CoralLevang wrote on April 19, 2015, 2:45 PM

Yes, how true. We can never get that time back. One can hope, however, that some of the things we say and do in our teens and early 20s, we will have time to say, "I'm sorry." If we do not, we must live with the knowledge of what we have also done. So, so complicated.

I have a friend who says, "Family is a four-letter word." LOL

MegL wrote on April 19, 2015, 3:27 PM

I think we learn something new in every era of our lives and yes, we need to keep up and redevelop our relationships.

seren3 wrote on April 19, 2015, 4:49 PM

Almost speechless. Glad Kasman sent me over here. As usual, you've said it better than many best-seller experts.

msiduri wrote on April 19, 2015, 6:08 PM

Like seren3 , I too am glad Kasman sent me here. My family history is a little more complicated than some, I think. I've made peace with those I wish to make peace with. Those who nothing but destructive I've cut out of my life without regret or (finally) bitterness. That is the prerogative of adulthood.

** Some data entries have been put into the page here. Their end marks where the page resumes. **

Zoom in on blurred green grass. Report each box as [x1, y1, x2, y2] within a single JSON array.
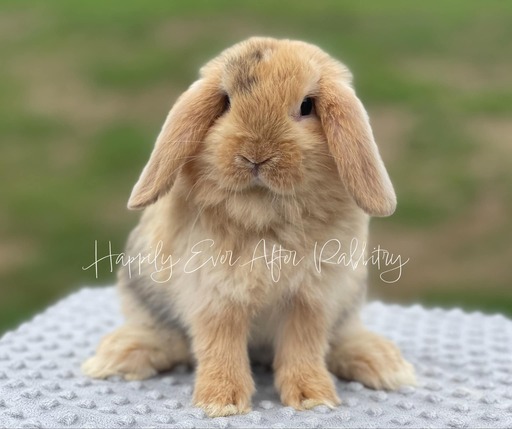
[[0, 0, 512, 331]]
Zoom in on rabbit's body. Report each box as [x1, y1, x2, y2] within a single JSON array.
[[84, 38, 414, 416]]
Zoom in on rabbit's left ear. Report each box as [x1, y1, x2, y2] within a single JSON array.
[[316, 79, 396, 216], [128, 78, 225, 209]]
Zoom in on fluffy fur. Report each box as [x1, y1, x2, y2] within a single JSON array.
[[83, 38, 414, 416]]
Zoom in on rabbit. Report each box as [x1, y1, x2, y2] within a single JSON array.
[[82, 37, 416, 417]]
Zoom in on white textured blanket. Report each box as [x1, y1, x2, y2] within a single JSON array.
[[0, 288, 512, 428]]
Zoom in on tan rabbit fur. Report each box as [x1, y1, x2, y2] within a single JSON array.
[[83, 38, 414, 416]]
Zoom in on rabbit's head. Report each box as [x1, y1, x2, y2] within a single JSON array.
[[128, 38, 396, 216]]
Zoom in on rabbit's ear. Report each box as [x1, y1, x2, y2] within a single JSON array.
[[316, 79, 396, 216], [128, 78, 225, 209]]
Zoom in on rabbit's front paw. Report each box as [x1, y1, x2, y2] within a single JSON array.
[[327, 331, 416, 390], [276, 364, 340, 410], [194, 373, 254, 417]]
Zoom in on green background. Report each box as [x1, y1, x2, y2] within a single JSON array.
[[0, 0, 512, 332]]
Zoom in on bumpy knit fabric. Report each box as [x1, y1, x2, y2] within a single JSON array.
[[0, 288, 512, 428]]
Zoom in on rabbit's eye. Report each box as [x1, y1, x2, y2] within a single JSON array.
[[300, 97, 314, 116]]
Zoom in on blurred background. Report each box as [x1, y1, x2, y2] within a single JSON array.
[[0, 0, 512, 333]]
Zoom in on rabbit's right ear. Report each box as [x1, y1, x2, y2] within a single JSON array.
[[128, 78, 225, 209]]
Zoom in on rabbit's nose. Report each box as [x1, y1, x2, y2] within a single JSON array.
[[239, 155, 272, 176]]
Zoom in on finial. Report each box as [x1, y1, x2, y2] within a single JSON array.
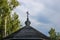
[[25, 11, 31, 26], [26, 11, 29, 18]]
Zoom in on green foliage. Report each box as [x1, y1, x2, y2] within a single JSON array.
[[0, 0, 20, 39]]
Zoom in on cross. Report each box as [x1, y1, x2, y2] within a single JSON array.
[[26, 11, 29, 18]]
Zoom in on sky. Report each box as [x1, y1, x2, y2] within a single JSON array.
[[14, 0, 60, 36]]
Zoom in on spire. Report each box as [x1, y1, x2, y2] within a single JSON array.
[[25, 11, 31, 26]]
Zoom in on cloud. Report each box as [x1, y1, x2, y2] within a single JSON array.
[[14, 0, 60, 35]]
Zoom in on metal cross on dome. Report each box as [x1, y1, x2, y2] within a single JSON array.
[[26, 11, 29, 18]]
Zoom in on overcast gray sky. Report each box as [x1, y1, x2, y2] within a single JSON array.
[[14, 0, 60, 36]]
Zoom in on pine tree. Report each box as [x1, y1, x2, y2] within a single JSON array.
[[49, 28, 56, 40], [0, 0, 19, 39]]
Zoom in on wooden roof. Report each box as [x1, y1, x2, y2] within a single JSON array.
[[4, 26, 49, 39]]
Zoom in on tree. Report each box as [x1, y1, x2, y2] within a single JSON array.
[[49, 28, 56, 40], [0, 0, 19, 39]]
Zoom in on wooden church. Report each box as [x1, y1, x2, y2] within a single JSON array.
[[4, 12, 49, 40]]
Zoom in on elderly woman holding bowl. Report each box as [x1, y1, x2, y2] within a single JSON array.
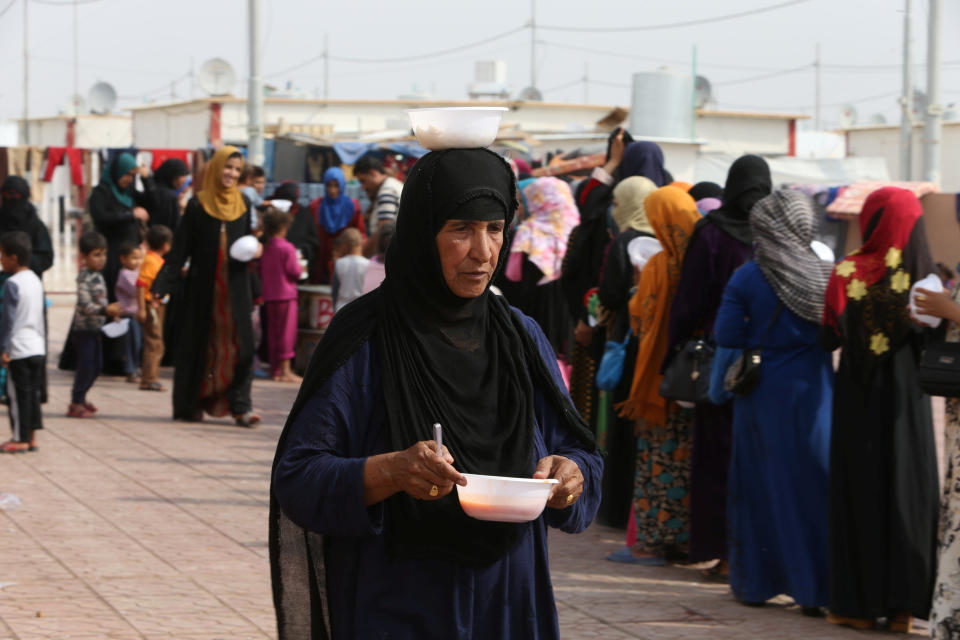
[[270, 149, 602, 640]]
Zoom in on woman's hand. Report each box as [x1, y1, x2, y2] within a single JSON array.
[[914, 289, 960, 324], [533, 456, 583, 509], [363, 440, 467, 506], [573, 320, 593, 347], [603, 127, 626, 175]]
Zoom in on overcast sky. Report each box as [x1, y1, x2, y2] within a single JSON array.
[[0, 0, 960, 126]]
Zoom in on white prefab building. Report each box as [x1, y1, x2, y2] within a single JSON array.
[[20, 114, 133, 149], [125, 97, 806, 179], [842, 121, 960, 193]]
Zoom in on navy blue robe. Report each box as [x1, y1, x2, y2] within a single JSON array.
[[274, 316, 603, 640], [714, 262, 834, 607]]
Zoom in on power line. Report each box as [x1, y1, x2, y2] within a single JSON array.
[[714, 64, 814, 87], [718, 91, 900, 111], [264, 25, 529, 78], [30, 0, 103, 7], [537, 0, 810, 33]]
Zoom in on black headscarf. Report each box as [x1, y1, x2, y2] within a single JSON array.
[[270, 149, 595, 638], [270, 180, 320, 273], [153, 158, 190, 191], [687, 182, 723, 202], [0, 176, 37, 231], [695, 155, 773, 246], [0, 176, 53, 276]]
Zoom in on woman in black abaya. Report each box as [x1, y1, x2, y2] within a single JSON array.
[[270, 149, 602, 640]]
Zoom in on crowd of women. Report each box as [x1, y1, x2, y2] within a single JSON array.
[[498, 130, 960, 638]]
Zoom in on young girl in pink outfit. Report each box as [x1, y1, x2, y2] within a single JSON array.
[[260, 207, 303, 382]]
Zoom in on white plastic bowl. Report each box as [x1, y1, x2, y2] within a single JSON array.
[[230, 236, 260, 262], [457, 473, 559, 522], [407, 107, 507, 151]]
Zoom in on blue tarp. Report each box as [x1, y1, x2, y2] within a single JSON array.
[[333, 142, 427, 164]]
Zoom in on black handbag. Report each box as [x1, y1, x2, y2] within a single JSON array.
[[660, 338, 716, 404], [723, 302, 783, 396], [917, 342, 960, 398]]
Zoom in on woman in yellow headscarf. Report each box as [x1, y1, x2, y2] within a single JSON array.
[[609, 186, 700, 565], [144, 146, 260, 427]]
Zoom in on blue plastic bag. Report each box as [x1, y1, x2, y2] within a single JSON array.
[[597, 330, 633, 391]]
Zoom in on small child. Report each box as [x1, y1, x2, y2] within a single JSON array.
[[333, 227, 370, 313], [67, 231, 123, 418], [259, 207, 303, 382], [137, 224, 173, 391], [0, 231, 47, 453], [363, 220, 396, 293], [114, 242, 143, 382]]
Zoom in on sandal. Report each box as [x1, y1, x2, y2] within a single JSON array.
[[827, 613, 877, 631], [889, 613, 913, 633], [67, 403, 93, 418], [233, 411, 260, 429]]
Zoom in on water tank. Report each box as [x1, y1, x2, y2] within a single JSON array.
[[630, 70, 694, 138]]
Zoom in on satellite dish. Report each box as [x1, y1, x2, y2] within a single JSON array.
[[693, 76, 713, 109], [87, 82, 117, 115], [197, 58, 237, 96], [67, 94, 87, 116], [517, 87, 543, 102], [840, 104, 857, 129]]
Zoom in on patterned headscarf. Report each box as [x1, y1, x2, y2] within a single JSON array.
[[823, 187, 934, 381], [510, 178, 580, 284], [197, 145, 247, 222], [612, 176, 657, 234], [617, 186, 700, 427], [750, 189, 833, 324]]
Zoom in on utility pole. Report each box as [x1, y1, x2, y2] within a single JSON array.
[[583, 62, 590, 104], [23, 0, 30, 144], [923, 0, 943, 185], [73, 0, 80, 115], [323, 33, 330, 101], [813, 42, 820, 131], [900, 0, 913, 181], [530, 0, 537, 87], [247, 0, 264, 165]]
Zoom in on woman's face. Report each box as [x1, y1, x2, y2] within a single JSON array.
[[220, 158, 243, 189], [327, 180, 340, 200], [117, 169, 137, 189], [437, 220, 504, 298]]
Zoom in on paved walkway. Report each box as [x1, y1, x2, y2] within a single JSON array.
[[0, 299, 928, 640]]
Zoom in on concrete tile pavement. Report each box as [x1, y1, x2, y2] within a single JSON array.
[[0, 299, 924, 640]]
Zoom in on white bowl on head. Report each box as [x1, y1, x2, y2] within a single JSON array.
[[407, 107, 507, 151], [456, 473, 559, 522]]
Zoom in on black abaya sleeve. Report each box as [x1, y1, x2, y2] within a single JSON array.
[[151, 198, 197, 298], [597, 232, 640, 313], [30, 219, 53, 276], [87, 188, 135, 230]]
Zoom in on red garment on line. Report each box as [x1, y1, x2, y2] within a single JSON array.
[[43, 147, 83, 187], [145, 149, 193, 171]]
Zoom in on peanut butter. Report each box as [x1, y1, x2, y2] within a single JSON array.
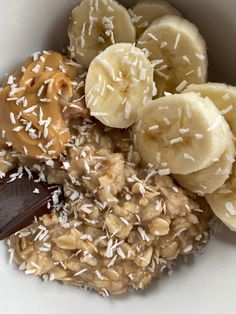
[[0, 51, 76, 158]]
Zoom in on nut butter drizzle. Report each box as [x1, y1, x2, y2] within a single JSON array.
[[0, 51, 76, 159]]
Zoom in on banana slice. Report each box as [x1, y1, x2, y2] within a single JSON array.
[[85, 43, 153, 128], [134, 93, 229, 175], [186, 83, 236, 136], [205, 164, 236, 231], [128, 0, 182, 38], [175, 139, 235, 195], [137, 15, 208, 97], [68, 0, 135, 68]]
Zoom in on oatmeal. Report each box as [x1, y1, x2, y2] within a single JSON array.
[[6, 114, 211, 295]]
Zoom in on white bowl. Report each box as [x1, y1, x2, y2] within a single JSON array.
[[0, 0, 236, 314]]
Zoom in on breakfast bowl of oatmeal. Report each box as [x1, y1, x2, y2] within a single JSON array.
[[0, 0, 236, 314]]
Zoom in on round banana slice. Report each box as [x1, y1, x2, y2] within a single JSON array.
[[175, 139, 235, 195], [128, 0, 182, 38], [186, 83, 236, 136], [134, 93, 229, 175], [68, 0, 135, 68], [85, 44, 153, 128], [205, 164, 236, 231], [137, 15, 208, 97]]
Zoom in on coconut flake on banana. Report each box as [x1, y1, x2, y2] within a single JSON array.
[[134, 93, 229, 175], [68, 0, 135, 68], [186, 83, 236, 137], [128, 0, 181, 38], [137, 15, 208, 97], [175, 139, 235, 195], [85, 43, 154, 128]]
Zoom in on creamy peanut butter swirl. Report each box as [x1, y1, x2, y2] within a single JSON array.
[[0, 51, 76, 158]]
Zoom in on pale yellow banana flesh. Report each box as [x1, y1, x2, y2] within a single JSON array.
[[85, 44, 153, 128], [205, 179, 236, 231], [68, 0, 136, 68], [175, 139, 235, 195], [134, 93, 229, 175], [129, 0, 182, 38], [186, 83, 236, 136], [137, 15, 208, 97]]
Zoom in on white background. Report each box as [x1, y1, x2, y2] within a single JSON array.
[[0, 0, 236, 314]]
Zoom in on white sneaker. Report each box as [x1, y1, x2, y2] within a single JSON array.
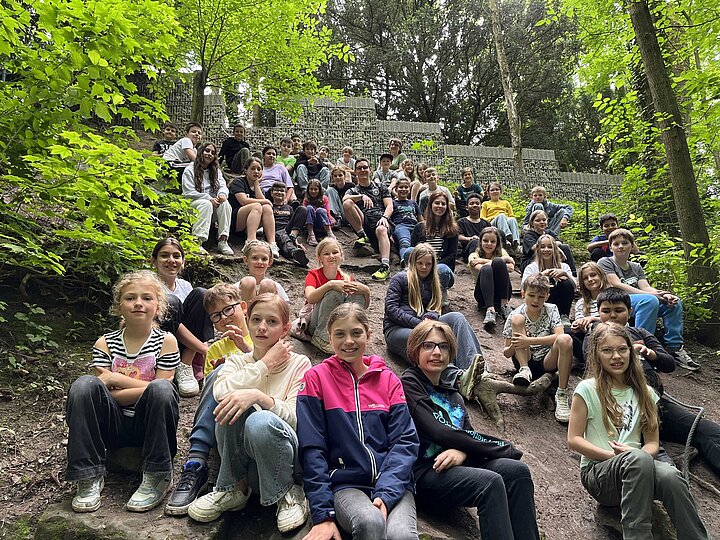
[[218, 240, 235, 256], [72, 476, 105, 512], [175, 362, 200, 397], [188, 487, 252, 523], [513, 366, 532, 386], [555, 388, 570, 424], [277, 486, 310, 533]]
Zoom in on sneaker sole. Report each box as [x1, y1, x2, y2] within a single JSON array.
[[165, 482, 207, 516]]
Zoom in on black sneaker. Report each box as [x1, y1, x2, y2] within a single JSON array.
[[165, 461, 208, 516]]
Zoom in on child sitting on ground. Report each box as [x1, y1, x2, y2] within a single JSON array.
[[305, 238, 370, 354], [523, 186, 573, 237], [568, 323, 710, 540], [303, 178, 335, 246], [165, 283, 253, 516], [584, 287, 720, 476], [598, 229, 700, 371], [270, 182, 309, 266], [458, 193, 492, 262], [480, 182, 520, 250], [188, 293, 311, 533], [503, 274, 572, 423], [153, 122, 177, 156], [65, 270, 180, 512], [297, 304, 418, 540], [218, 124, 250, 173], [453, 167, 483, 218], [237, 240, 289, 303]]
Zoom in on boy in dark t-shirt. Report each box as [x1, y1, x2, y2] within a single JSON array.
[[390, 178, 425, 262], [458, 193, 492, 262]]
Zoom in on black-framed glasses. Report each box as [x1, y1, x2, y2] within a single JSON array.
[[210, 302, 240, 324], [420, 341, 450, 352]]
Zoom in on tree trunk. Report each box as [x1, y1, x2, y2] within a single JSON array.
[[629, 0, 720, 344], [489, 0, 527, 187], [190, 69, 207, 124]]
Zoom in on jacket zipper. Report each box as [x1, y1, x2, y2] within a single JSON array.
[[343, 366, 377, 485]]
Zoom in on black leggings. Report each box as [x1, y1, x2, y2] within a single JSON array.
[[475, 257, 512, 308]]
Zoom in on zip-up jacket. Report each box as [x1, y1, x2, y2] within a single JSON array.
[[402, 366, 522, 479], [297, 355, 418, 524]]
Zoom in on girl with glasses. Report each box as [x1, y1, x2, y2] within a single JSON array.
[[402, 320, 540, 540]]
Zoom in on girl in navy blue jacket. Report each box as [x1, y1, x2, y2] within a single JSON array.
[[297, 303, 418, 540]]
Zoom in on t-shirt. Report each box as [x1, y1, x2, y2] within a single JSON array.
[[153, 139, 175, 154], [503, 302, 562, 362], [203, 335, 253, 377], [390, 200, 421, 227], [305, 268, 354, 289], [598, 256, 645, 289], [91, 328, 180, 416], [163, 278, 192, 302], [163, 137, 195, 163], [260, 163, 293, 193], [574, 379, 659, 469], [346, 182, 390, 219]]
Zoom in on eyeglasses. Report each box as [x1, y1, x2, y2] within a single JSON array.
[[600, 347, 630, 356], [209, 302, 240, 324], [420, 341, 450, 352]]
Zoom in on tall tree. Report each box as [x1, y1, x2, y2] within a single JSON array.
[[178, 0, 351, 121]]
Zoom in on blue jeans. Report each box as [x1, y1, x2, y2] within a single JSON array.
[[490, 214, 520, 242], [393, 223, 415, 262], [417, 458, 540, 540], [215, 407, 301, 506], [190, 364, 222, 457], [335, 488, 418, 540], [385, 311, 481, 369], [630, 294, 683, 351]]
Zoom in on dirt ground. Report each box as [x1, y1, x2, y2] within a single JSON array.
[[0, 230, 720, 540]]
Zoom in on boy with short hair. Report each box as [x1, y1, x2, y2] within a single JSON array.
[[523, 186, 574, 237], [270, 182, 309, 267], [163, 122, 202, 163], [343, 158, 393, 281], [388, 177, 425, 264], [453, 167, 483, 218], [458, 194, 492, 262], [503, 274, 572, 423], [153, 122, 177, 156], [583, 287, 720, 476], [295, 141, 330, 195], [418, 167, 455, 214], [275, 137, 297, 175], [165, 283, 253, 516], [372, 154, 397, 193], [218, 124, 250, 174], [598, 229, 700, 371]]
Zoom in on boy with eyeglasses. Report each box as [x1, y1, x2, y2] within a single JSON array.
[[165, 283, 253, 516], [503, 274, 572, 424]]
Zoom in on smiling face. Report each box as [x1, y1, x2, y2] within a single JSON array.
[[597, 335, 631, 386], [530, 212, 547, 232], [415, 254, 433, 279], [119, 279, 159, 326], [330, 317, 370, 365], [480, 232, 497, 259], [537, 238, 555, 263], [245, 247, 272, 281], [432, 197, 447, 217], [247, 302, 290, 359], [150, 244, 185, 288], [418, 328, 450, 381], [521, 287, 550, 315]]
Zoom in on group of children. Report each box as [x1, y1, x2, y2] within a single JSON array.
[[66, 123, 720, 540]]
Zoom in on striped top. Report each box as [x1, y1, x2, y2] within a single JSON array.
[[91, 328, 180, 416]]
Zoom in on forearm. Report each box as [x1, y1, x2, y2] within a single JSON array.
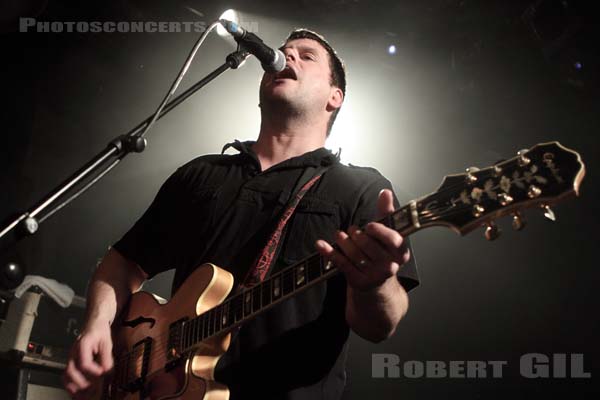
[[86, 249, 146, 325], [346, 276, 408, 342]]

jiangliu1949 wrote on April 21, 2015, 9:23 AM

Having both happiness and pain is part and parcel of a family ,no matter whether you admit it or not .Since Young peope have scanty experence of life ,so they might know some things to their cost ,but the years will eventually mellow them .

GemOfAGirl wrote on April 29, 2015, 3:09 PM

You are a wise woman. I'm sure that, if she hasn't already, your daughter will soon come to appreciate your wisdom and life experience. This is a wonderful article.

AliCanary wrote on April 29, 2015, 6:05 PM

You are so right--I never started appreciating my older relatives until I myself was more mature, and then I drew closer to my family, realizing what treasures they were. I am glad to say that I was always close with my parents, especially since I have lost them both.